CARE Ratings has downgraded Reliance Capital Ltd Ltd’s debt aggregating to ₹17,000 crore to default grade ‘D’ from ‘BB’. The rating revision takes into account the recent instance of a delay in servicing of coupons on several non-convertible debentures (NCDs) by the company, CARE said in a statement.

The coupon was subsequently serviced with a delay of one working day, it added.

CARE observed that the liquidity profile of the group continues to be under stress on account of a delay in raising funds from the asset monetisation plan and impending debt payments. Per CARE’s rating terminology, instruments with a ‘D’ rating are in default or are expected to be in default soon. Instruments with a ‘BB’ rating are considered to have a moderate risk of default.

‘Action unjustified’

RCap, in a statement, said it had made a stock exchange filing on September 11 stating that the interest payment on the NCDs, which was due on September 9, was activated on the due date, but it could not go through owing to a technical glitch in bank servers that day, and the payment went through on the very next bank working day — September 11. This was also confirmed by the company’s lenders, who had provided financing for the payments, it added.

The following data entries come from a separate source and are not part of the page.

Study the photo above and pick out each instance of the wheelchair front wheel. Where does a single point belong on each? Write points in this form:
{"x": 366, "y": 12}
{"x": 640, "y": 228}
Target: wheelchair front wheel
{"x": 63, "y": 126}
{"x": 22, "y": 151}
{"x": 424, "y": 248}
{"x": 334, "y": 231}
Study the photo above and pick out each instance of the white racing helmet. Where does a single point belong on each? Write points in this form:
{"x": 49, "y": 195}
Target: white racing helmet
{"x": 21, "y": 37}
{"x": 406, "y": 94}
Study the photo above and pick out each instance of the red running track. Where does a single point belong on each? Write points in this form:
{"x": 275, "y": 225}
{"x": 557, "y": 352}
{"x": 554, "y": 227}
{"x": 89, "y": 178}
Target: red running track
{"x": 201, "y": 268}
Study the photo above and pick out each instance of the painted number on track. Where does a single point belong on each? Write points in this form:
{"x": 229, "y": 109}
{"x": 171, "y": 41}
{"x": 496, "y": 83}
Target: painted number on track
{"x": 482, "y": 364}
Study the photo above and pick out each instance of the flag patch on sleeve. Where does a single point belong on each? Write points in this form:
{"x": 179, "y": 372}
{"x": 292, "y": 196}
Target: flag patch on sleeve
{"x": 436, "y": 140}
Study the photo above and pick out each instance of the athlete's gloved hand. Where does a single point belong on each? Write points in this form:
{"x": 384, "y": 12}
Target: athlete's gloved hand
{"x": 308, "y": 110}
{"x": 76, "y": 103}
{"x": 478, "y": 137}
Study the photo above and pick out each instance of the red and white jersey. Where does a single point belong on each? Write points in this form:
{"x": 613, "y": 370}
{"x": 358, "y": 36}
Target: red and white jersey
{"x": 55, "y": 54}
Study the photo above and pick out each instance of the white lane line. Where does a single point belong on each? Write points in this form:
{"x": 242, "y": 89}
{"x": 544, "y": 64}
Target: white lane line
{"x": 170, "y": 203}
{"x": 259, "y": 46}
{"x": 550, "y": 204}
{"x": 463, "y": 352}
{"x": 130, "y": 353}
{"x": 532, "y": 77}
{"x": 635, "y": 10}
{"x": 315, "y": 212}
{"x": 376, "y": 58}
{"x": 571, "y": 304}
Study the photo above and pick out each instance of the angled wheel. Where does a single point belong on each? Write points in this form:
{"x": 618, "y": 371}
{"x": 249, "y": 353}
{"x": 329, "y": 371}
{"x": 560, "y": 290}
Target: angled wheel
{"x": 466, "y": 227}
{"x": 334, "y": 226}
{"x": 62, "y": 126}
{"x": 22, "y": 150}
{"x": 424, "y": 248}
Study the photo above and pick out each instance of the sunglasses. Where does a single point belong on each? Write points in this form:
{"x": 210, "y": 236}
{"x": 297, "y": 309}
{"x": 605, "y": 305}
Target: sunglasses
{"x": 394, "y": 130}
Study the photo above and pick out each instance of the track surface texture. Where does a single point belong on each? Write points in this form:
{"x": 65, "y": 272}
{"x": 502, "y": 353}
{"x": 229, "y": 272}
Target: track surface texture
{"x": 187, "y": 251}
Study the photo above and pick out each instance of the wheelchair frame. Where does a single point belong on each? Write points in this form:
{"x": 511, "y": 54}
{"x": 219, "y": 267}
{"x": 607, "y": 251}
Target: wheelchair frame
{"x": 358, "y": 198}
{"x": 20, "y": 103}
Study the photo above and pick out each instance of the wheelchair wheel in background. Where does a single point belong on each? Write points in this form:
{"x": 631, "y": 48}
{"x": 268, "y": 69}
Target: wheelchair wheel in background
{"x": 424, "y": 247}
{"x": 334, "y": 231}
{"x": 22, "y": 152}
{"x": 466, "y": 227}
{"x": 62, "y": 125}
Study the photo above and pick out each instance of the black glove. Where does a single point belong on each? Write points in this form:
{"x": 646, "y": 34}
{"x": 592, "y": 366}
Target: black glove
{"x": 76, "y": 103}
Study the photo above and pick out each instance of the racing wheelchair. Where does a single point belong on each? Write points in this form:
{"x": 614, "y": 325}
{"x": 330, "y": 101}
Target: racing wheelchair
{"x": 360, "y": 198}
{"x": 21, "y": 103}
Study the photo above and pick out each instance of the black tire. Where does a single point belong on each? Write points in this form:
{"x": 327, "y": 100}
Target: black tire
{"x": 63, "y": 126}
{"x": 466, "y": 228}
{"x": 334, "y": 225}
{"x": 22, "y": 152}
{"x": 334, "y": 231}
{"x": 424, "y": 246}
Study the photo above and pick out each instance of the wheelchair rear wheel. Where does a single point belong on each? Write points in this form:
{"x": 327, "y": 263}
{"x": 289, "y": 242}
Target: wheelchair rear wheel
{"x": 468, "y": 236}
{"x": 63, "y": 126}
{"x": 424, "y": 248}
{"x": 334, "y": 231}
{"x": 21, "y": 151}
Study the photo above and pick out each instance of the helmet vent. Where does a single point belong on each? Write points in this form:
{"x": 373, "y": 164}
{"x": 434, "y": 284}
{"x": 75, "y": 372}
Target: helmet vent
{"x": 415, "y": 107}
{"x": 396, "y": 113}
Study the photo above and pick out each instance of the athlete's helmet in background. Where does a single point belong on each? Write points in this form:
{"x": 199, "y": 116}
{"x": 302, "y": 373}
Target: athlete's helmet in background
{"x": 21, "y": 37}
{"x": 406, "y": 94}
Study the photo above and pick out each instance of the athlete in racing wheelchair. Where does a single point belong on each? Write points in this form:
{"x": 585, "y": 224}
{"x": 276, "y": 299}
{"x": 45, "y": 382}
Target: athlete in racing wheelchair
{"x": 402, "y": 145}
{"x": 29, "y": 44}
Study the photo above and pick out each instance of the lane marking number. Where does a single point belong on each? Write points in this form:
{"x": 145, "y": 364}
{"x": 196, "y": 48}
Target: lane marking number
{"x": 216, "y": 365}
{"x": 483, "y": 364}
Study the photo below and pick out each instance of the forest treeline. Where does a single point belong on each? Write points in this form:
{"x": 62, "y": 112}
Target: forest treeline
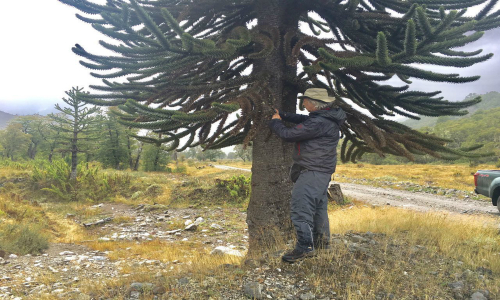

“Despite the above facts, CARE has downgraded the rating... due to the alleged “delay” in payment of interest by one day. CARE has arbitrarily disregarded the above confirmation provided by third-party independent parties that established the alleged delay was on account of technical a glitch in bank servers, while funds had duly been arranged on the due date,” claimed RCap.

 

Coupon payments of certain NCDs of RCL were due on September 9. The agency said the Debenture Trustee for these NCDs informed it (via its email dated September 11) that RCL has delayed the payment of coupon on these NCDs by one working day and paid the same on September 11. This constitutes an event of default per CARE’s default recognition policy, the agency added.

CARE assessed that RCL’s cash and bank balance (including liquid investments) had fallen to ₹19 crore as on July 31, 2019, from ₹2,941 crore on March 31, 2018. “Apart from this, RCL does not have any liquid investments or unutilised committed lines. Thus, RCL’s liquidity is critically dependent on the monetisation of its sale of group assets/investments within the given timelines, given that there are scheduled repayments of standalone debt worth ₹1,642 crore from August 2019 to December 2019,” the statement said. RCL has also further extended fresh corporate guarantees towards various group entities’ debt, it added.

“The default by the subsidiary reflects RCL’s inability as a parent to support its subsidiaries due to liquidity constraints at its level. Further, promoter and promoter group owned 41.71 per cent stake in RCL as on June 30, 2019 out of which 96.50 per cent of shares are pledged indicating stressed liquidity position,” CARE said.

RCL’s resource profile mainly comprises NCDs which have repayments spread across the period from FY19 to FY28 in the range of ₹2,000 crore to ₹3,000 crore per year.